Monday, January 15, 2024

Introduce Inferiority to Move Superiority

To step up your sales of the high-end option, add a choice that’s way down in comparative attractiveness. Such attractiveness is determined by a shopper’s consideration of each item’s desirability—such as the quality of a printer’s output—and feasibility—such as the price of the printer. In ESADE and Stanford University studies, adding a low-desirability low-feasibility alternative to a consideration set moved the consumer’s preferences away from the lower-desirability higher-feasibility option and toward the higher-desirability lower-feasibility option.
     This upscaling effect was seen when study participants were asked to choose between a 30L-capacity $29.99 backpack and a 40L-capacity $39.99 backpack. Participants also given a 30L-capacity $39.99 model to consider were more likely to end up selecting the 40L-capacity $39.99 backpack than were participants not given that third alternative. Parallel results were seen with other study participants asked to select among alternative Bluetooth speakers, hard drives, hotels, or televisions.

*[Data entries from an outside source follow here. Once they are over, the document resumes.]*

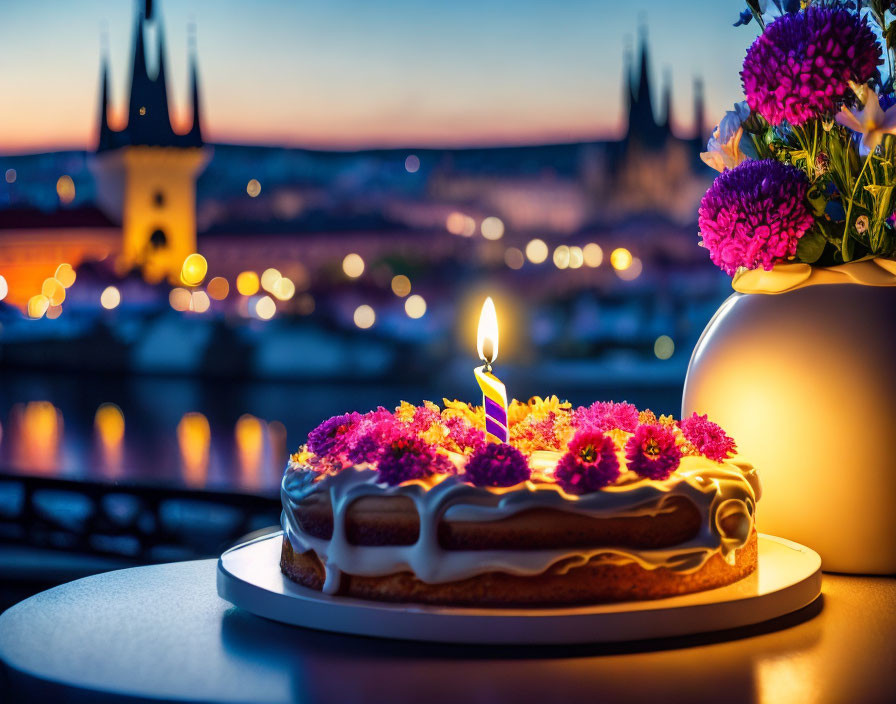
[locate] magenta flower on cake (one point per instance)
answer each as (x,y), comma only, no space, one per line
(333,437)
(800,67)
(707,437)
(590,463)
(407,457)
(372,430)
(653,452)
(497,464)
(606,415)
(754,215)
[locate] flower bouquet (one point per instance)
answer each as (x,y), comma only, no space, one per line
(804,208)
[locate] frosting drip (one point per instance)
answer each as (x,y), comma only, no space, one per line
(718,490)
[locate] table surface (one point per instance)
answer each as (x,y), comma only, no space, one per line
(162,633)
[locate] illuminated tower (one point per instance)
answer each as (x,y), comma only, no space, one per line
(146,173)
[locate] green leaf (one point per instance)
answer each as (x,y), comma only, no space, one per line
(810,246)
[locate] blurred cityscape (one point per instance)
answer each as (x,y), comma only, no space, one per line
(327,281)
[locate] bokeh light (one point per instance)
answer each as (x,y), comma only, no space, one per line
(65,275)
(284,289)
(401,285)
(514,258)
(593,255)
(65,189)
(180,299)
(621,259)
(218,288)
(492,228)
(561,257)
(364,316)
(415,306)
(247,283)
(194,269)
(54,291)
(632,272)
(353,265)
(37,306)
(265,308)
(199,302)
(536,251)
(664,347)
(110,297)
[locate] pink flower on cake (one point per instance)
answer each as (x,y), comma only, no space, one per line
(333,437)
(800,67)
(653,452)
(707,437)
(407,457)
(606,415)
(754,215)
(590,463)
(497,464)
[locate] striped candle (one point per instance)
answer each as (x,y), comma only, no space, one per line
(494,393)
(494,398)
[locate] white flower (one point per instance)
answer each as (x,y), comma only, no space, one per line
(723,149)
(871,121)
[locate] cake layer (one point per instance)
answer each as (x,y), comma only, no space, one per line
(394,520)
(602,579)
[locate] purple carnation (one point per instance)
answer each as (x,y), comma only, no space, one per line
(606,415)
(371,432)
(589,464)
(406,457)
(332,438)
(799,68)
(754,214)
(708,437)
(653,452)
(497,464)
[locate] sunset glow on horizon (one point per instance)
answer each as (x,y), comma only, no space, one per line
(350,74)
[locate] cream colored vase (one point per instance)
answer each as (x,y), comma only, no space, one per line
(799,367)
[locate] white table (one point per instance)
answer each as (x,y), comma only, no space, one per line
(161,632)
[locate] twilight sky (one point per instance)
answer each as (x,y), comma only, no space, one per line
(349,73)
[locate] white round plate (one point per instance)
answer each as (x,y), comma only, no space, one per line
(788,578)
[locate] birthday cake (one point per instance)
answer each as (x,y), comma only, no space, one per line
(593,504)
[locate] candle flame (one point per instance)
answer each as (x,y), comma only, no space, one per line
(487,335)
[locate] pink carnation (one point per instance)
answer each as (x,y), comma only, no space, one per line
(754,215)
(709,438)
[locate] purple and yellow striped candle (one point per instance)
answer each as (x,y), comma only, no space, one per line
(494,393)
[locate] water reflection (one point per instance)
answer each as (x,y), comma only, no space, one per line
(109,432)
(194,440)
(38,427)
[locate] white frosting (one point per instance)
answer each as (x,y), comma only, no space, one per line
(716,489)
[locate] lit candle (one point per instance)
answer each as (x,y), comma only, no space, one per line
(494,394)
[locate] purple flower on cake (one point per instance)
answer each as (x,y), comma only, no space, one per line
(333,437)
(801,66)
(754,214)
(407,457)
(370,433)
(606,415)
(590,462)
(653,452)
(707,437)
(497,464)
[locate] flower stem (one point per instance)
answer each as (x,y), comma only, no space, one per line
(852,197)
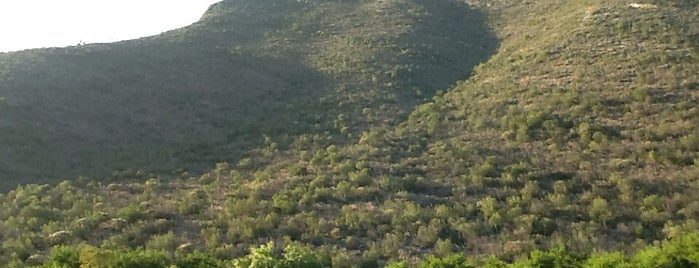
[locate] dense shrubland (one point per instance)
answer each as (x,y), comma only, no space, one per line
(575,145)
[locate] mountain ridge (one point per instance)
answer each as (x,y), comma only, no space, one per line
(578,134)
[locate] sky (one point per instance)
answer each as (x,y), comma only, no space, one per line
(28,24)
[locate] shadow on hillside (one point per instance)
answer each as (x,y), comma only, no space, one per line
(453,40)
(162,108)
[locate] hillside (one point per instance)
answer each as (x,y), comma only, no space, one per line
(577,135)
(207,93)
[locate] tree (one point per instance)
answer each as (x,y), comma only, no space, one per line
(599,210)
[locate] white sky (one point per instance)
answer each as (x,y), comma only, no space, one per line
(28,24)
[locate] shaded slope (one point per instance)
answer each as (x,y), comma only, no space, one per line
(192,97)
(579,133)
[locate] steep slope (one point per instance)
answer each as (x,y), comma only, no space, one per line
(579,133)
(207,93)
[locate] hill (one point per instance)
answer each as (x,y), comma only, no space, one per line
(207,93)
(578,134)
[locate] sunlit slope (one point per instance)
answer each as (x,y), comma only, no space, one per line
(189,98)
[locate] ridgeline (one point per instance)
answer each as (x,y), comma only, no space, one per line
(363,133)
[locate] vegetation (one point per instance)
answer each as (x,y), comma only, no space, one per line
(572,145)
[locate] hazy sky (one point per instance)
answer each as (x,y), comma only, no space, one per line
(50,23)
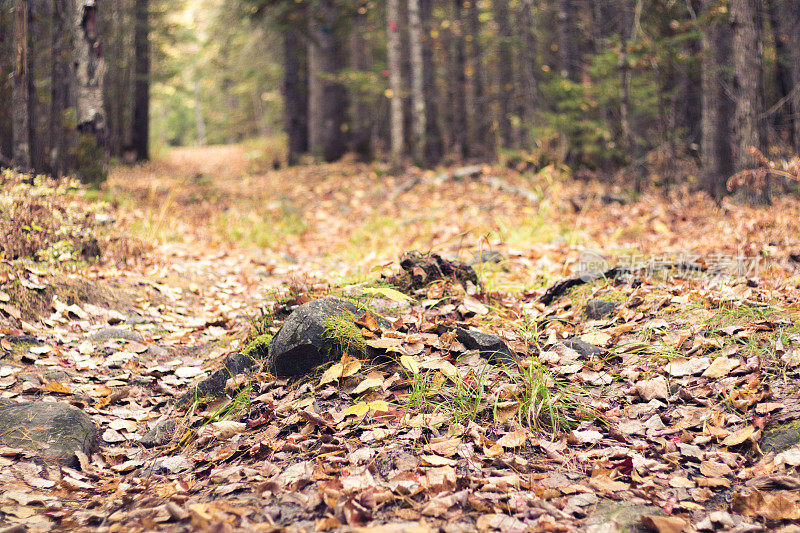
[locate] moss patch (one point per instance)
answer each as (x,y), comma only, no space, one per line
(781,437)
(344,336)
(258,348)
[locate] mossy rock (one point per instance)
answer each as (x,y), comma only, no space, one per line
(258,348)
(781,437)
(315,333)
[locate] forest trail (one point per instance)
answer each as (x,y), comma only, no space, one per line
(694,368)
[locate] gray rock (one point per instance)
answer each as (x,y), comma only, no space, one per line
(599,309)
(52,430)
(137,320)
(160,434)
(584,348)
(116,333)
(780,438)
(157,351)
(57,375)
(490,346)
(620,516)
(214,385)
(301,344)
(487,256)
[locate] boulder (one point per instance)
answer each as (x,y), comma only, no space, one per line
(52,430)
(490,346)
(214,385)
(302,342)
(599,309)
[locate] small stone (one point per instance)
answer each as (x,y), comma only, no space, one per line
(53,430)
(490,346)
(599,309)
(584,348)
(116,333)
(160,434)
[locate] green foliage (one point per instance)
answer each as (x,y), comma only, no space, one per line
(258,348)
(344,336)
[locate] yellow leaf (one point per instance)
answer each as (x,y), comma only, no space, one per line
(739,437)
(378,405)
(333,373)
(372,380)
(392,294)
(358,410)
(350,365)
(55,386)
(409,364)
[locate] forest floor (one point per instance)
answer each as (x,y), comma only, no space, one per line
(680,416)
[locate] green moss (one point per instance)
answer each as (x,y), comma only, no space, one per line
(343,335)
(258,347)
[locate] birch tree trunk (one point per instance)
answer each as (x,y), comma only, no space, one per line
(505,71)
(90,69)
(717,158)
(417,80)
(433,135)
(747,90)
(395,81)
(21,150)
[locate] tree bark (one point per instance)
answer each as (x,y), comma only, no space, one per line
(457,84)
(395,81)
(747,89)
(327,108)
(505,71)
(716,154)
(295,95)
(788,34)
(567,31)
(141,106)
(90,70)
(480,123)
(417,80)
(528,56)
(62,136)
(433,136)
(21,150)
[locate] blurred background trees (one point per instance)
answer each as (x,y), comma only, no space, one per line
(650,91)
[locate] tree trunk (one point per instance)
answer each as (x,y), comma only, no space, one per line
(141,106)
(417,80)
(788,34)
(747,90)
(528,58)
(21,150)
(480,130)
(327,98)
(433,136)
(395,81)
(295,95)
(505,71)
(457,84)
(717,158)
(62,137)
(91,120)
(567,39)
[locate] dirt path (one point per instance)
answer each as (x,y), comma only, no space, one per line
(667,422)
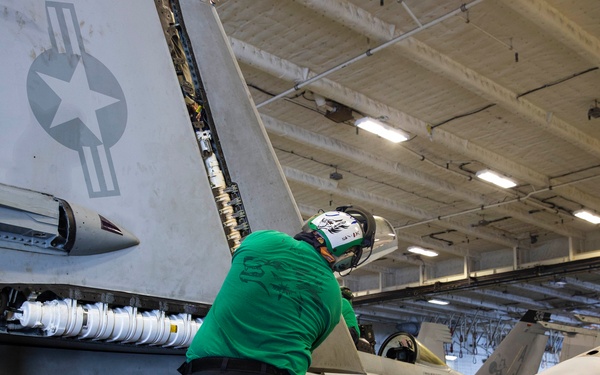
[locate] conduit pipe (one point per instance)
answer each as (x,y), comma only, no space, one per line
(98,322)
(370,52)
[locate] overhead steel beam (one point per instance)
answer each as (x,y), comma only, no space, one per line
(340,148)
(354,194)
(289,71)
(355,18)
(558,25)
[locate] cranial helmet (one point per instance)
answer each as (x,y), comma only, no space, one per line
(343,233)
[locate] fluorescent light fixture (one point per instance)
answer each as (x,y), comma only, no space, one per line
(381,129)
(421,251)
(438,301)
(588,216)
(496,178)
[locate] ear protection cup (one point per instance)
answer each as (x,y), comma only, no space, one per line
(366,219)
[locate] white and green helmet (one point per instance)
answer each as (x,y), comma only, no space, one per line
(345,232)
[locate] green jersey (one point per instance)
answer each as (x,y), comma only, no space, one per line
(350,316)
(278,302)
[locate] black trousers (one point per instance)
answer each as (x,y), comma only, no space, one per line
(230,366)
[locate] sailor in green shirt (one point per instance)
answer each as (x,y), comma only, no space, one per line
(280,299)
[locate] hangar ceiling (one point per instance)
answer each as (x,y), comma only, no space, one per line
(505,85)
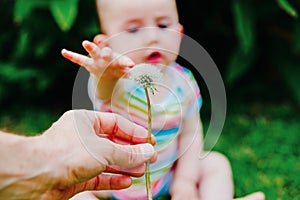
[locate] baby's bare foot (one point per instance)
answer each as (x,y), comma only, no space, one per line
(253,196)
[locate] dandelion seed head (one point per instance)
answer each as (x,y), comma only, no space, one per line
(146,75)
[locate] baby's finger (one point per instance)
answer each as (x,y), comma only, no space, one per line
(92,49)
(124,60)
(77,58)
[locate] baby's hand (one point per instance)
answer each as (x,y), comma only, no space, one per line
(102,62)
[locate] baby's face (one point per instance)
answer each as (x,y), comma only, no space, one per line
(146,31)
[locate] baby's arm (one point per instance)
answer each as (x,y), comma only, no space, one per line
(186,176)
(106,66)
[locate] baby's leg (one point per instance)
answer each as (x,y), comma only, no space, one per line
(215,177)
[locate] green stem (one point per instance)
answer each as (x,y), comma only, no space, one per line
(147,173)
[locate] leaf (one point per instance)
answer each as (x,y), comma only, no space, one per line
(64,12)
(23,8)
(287,7)
(244,25)
(296,35)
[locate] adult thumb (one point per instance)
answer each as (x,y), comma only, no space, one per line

     The researchers’ explanation for the upscaling effect is that shoppers find it easier to justify their natural preference for a high-end option when a low-desirability low feasibility alternative—a decoy—is in the consideration set. Other experiments by the researchers showed how the upscaling effect is stronger when the high-end option is positioned physically close to the decoy—such as on the same webpage—and the effect fades away if the shopper is asked to explain their reasoning before choosing.
     There’s evidence from studies at Brigham Young University and Emory University that asking a shopper to set a budget before choosing among differently priced alternatives is another approach to moving the shopper toward selecting a superior-quality, higher-priced alternative. When a shopper sets a limit on what they’ll spend, they’ll screen out alternatives which exceed the budget. The shopper now relaxes their attention to price. This allows the shopper to place higher importance on comparative quality of the alternatives. If there had been many alternatives at the start, a second result of the shopper setting a spending limit is that the set size is reduced. This amplifies the relative quality differences among the remaining choices. The highest quality item will be perceived to be of even higher relative quality, facilitating a justification for purchasing it.
     Consumers prefer to purchase higher quality when all else is equal. Encouraging the shopper to set a purchase budget and then including a clearly inferior alternative in the choice set helps the shopper achieve that objective.